Success was a duty. The first step toward a failure was to believe in one. I had figured up my plan so carefully that I knew what could be done, always providing that the steamer was up to her guaranty. I was thrilled by the situation; but I was confident and determined. I could not take my eye off the course for an instant to look at Colonel Wimpleton and his son; but I could judge of their suspense and anxiety by the breathless silence they maintained. If the Ucayga took the ground, I should hear from them then; and that would be as soon as I cared to have the spell broken.

I had not yet reached the most difficult point of the navigation. If I continued on my straight course, the steamer would strike on the North Shoe, and the problem to be practically solved was whether the boat could be turned about forty-five degrees without being swept upon the shoals to the northward. She was a long vessel, and it required all the philosophy and science I possessed to meet the question. When the helm was put to starboard, the momentum of the steamer would tend to throw her course outside of the arc of the circle she would describe in turning. The faster she went the greater would be her momentum, or, after she had begun to turn, her centrifugal force.
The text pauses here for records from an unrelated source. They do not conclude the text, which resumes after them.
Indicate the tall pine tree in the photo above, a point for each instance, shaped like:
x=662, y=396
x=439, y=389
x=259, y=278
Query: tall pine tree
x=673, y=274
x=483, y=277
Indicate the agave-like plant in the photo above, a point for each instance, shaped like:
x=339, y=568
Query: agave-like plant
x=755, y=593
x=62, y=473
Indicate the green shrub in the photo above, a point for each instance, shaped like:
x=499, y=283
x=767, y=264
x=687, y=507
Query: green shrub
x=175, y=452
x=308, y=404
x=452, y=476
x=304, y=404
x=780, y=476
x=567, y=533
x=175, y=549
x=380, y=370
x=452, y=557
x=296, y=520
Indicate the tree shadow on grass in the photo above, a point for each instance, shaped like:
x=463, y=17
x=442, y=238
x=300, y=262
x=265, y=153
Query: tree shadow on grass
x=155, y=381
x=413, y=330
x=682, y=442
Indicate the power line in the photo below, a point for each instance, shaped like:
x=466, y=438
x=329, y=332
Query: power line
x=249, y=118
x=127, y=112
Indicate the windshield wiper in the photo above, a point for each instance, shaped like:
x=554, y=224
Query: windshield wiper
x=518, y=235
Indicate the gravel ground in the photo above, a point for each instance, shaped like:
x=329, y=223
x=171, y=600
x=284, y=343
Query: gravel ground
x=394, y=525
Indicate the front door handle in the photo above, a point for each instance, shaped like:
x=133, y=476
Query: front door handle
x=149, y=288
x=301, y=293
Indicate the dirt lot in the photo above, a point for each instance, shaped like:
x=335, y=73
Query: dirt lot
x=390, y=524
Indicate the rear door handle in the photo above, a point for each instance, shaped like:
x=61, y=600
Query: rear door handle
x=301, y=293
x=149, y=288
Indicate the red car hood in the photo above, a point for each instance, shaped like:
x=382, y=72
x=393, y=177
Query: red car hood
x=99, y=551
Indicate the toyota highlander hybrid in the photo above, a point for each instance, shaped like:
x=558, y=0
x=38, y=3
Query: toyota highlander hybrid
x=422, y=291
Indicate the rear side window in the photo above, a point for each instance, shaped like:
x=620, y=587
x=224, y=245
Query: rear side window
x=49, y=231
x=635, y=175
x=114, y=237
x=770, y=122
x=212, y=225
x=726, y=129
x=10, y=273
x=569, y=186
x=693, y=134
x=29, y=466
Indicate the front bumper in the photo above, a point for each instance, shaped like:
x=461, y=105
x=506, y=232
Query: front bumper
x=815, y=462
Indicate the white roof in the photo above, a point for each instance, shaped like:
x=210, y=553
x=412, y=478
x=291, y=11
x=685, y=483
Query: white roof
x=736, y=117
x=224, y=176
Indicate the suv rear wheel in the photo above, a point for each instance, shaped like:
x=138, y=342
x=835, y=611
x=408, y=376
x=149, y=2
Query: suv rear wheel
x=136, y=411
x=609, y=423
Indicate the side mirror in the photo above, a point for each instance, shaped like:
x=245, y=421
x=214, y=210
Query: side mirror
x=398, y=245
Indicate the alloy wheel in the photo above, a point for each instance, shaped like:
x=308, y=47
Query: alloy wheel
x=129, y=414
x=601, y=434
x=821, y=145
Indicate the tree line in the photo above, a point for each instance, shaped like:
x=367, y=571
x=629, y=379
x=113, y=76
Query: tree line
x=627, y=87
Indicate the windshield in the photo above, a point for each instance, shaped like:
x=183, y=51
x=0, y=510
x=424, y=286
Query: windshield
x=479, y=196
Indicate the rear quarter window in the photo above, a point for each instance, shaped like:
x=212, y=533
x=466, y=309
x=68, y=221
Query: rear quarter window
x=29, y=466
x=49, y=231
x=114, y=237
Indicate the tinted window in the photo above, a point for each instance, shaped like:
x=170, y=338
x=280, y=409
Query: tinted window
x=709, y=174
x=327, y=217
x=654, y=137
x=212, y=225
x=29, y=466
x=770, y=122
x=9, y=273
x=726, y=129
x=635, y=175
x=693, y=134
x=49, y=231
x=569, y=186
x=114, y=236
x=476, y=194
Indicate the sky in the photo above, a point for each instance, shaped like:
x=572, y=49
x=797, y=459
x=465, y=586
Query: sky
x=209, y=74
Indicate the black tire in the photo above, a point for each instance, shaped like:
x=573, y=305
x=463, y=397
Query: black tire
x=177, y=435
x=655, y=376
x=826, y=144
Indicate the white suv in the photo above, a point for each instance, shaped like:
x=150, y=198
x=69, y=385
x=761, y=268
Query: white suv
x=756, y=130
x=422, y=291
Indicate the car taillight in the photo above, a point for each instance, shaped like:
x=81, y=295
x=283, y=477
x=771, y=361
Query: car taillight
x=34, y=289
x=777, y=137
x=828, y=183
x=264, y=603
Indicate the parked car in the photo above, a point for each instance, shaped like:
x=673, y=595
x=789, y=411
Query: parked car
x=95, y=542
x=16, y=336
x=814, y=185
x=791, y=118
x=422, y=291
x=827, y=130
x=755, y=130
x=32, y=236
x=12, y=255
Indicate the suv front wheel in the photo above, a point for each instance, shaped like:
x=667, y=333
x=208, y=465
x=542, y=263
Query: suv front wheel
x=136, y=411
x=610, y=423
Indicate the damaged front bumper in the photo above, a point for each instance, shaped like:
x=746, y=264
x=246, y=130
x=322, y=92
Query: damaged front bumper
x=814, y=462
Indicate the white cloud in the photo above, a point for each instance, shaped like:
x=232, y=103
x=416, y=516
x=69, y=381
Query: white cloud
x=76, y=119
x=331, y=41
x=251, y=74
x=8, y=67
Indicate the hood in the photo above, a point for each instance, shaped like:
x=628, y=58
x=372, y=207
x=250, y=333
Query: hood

I had studied a great deal over this question since I visited Ruoara to purchase the Belle, for I was convinced that this passage must be open to the boat in order to enable her to compete with the railroad, by saving at least ten minutes of precious time. I had studied it over very carefully, with every possible allowance for wind and current. I had chalked out diagrams of the channel on the ceiling-boards of the Belle, and my policy was thoroughly defined in my own mind. The channel between the Horse Shoe and the North Shoe was perhaps a hundred and twenty feet wide—it did not vary twenty feet from this distance, I knew. When the boat was within a hundred feet of the bend in the channel, I rang to stop her.

“I thought you would have to back out,” said Colonel Wimpleton, drawing a long breath, perhaps of relief to find that the magnificent craft was not already high and dry on the shoals.

“I’m not going to back out, sir—by no means,” I replied, as I threw the wheel over to starboard.

The Ucayga surged ahead under the impetus she had attained, and turned her bow to the west, with the shoal close aboard of her on the port side. She minded her helm beautifully, and as soon as I had brought the bow flagpole in range with the chimney of a certain cottage on the west shore, I rang to go ahead. Righting the helm, I let her go again at full speed. The allowance I had made for the centrifugal sweep of the boat carried me clear of the shoals on the starboard hand; and, though I had hugged the shoal on the port hand, the actual course of the boat was very nearly in the middle of the channel. In a couple of minutes more all danger had been passed.

“You may take the helm now, if you please, Mr. Van Wolter,” said I to the mate.

“By the great horn spoon,” roared Waddie, “we are out of that scrape!”

“That was done as handsomely as ever I saw anything done in my life!” exclaimed the mate, with a broad grin on his good-natured face.

“I don’t know about that, Wolf,” said the colonel, shaking his head, while the relief which he felt was plain enough upon his face.